I'm going to see how big of a difference it makes to calculate the likelihoods with my reduced catalog versus the full catalog (in terms of efficiency of selecting QSOs). Before I spend a bunch of time implementing Joe's suggestions.

Thursday, April 15, 2010

Reductions to QSO Catalog

At the suggestion of David and Joe I am reducing the number of objects in the QSO Catalog to speed up the likelihood calculation, and then multiplying the likelihoods by the amount we reduced them. Here is the code:
___________________
file2 = "/home/jessica/boss/R06New0.5-5.0.fits"
objs2 = mrdfits(file2, 1)

minz = 0.5
dz = 0.1
nzbin = 16
reduction = 10.

.com subsample.pro
reducedlow = subsample(minz, dz, nzbin, objs2, reduction)

minz = 2.1
dz = 0.1
nzbin = 29
reduction = 2.
reducedhigh = subsample(minz, dz, nzbin, objs2, reduction)
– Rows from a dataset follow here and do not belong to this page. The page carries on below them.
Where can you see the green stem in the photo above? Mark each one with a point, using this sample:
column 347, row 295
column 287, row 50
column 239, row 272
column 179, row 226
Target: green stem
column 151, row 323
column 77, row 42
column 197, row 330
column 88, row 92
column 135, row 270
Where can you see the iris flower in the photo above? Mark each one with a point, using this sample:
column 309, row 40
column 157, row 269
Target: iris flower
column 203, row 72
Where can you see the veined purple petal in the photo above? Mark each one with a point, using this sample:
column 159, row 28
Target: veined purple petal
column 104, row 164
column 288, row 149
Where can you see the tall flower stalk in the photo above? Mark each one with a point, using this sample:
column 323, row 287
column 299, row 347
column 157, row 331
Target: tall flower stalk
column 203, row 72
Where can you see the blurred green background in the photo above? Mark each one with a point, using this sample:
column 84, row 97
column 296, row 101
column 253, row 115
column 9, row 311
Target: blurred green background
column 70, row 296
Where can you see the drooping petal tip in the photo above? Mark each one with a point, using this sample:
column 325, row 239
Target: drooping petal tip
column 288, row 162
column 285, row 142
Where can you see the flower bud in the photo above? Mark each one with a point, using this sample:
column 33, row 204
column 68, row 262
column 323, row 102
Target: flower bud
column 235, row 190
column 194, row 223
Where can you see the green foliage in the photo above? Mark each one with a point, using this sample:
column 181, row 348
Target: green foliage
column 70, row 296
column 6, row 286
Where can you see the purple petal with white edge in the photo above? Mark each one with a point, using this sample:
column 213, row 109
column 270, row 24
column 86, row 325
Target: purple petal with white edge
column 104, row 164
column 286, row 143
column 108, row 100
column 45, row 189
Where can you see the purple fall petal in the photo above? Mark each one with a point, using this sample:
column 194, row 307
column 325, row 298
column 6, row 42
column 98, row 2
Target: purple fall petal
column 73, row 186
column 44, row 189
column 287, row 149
newQSOcatalog = [reducedlow,reducedhigh]

outfile = "./reducedQSOCatalog.fits"
mwrfits, newQSOcatalog, outfile, /create
___________________

Also in the logfile: ../logs/100415log.pro with this code. The above code uses the function subsample.pro which is in the likelihood directory.

Monday, April 12, 2010

Parallelizing Likelihood

I spent most of yesterday and today parallelizing the likelihood to make it compute faster. This is how it works:

Start with a list of potential targets that you want to compute the likelihoods on.
Split up the targets into junks of 1000 objects using the function splitTargets (in the likelihood directory).
This will create separate fits files for every 1000 objects in your set, and save them to the current directory with the format: targetfile#.fits, where # will range from 0 to (number of targets / 1000).
Go to the directory with the target files and run the following script: likelihood.script (also in the likelihood directory)
The likelihood script loops through all files in the current directory of the format targetfile*.fits and via qsub runs the likelihood on each fits file and outputs the result into a file likefile#.fits.
This took about 2.5 hours to run on 775,000 targets and just depends on how many jobs are in the queue. Running the likelihood on each 1000 object file takes about 10 minutes.
Then use the mergelikelihoods function (in the likelihood directory) to read all the likefile#.fits and merge them into one likelihood file.
I then write this file to the file likelihoods.fits, which has a 1-1 mapping with the pre-split targetfile: targetfile.fits

The log file which runs this whole code is at the following location: ../logs/100411log.pro

Saturday, April 10, 2010

The No-Shampoo Experiment

Disclaimer: I know this isn't research related, but it is kinda scientific. Plus I wanted to put my findings about giving up shampoo somewhere on the internet so I could perhaps help others who are trying this out.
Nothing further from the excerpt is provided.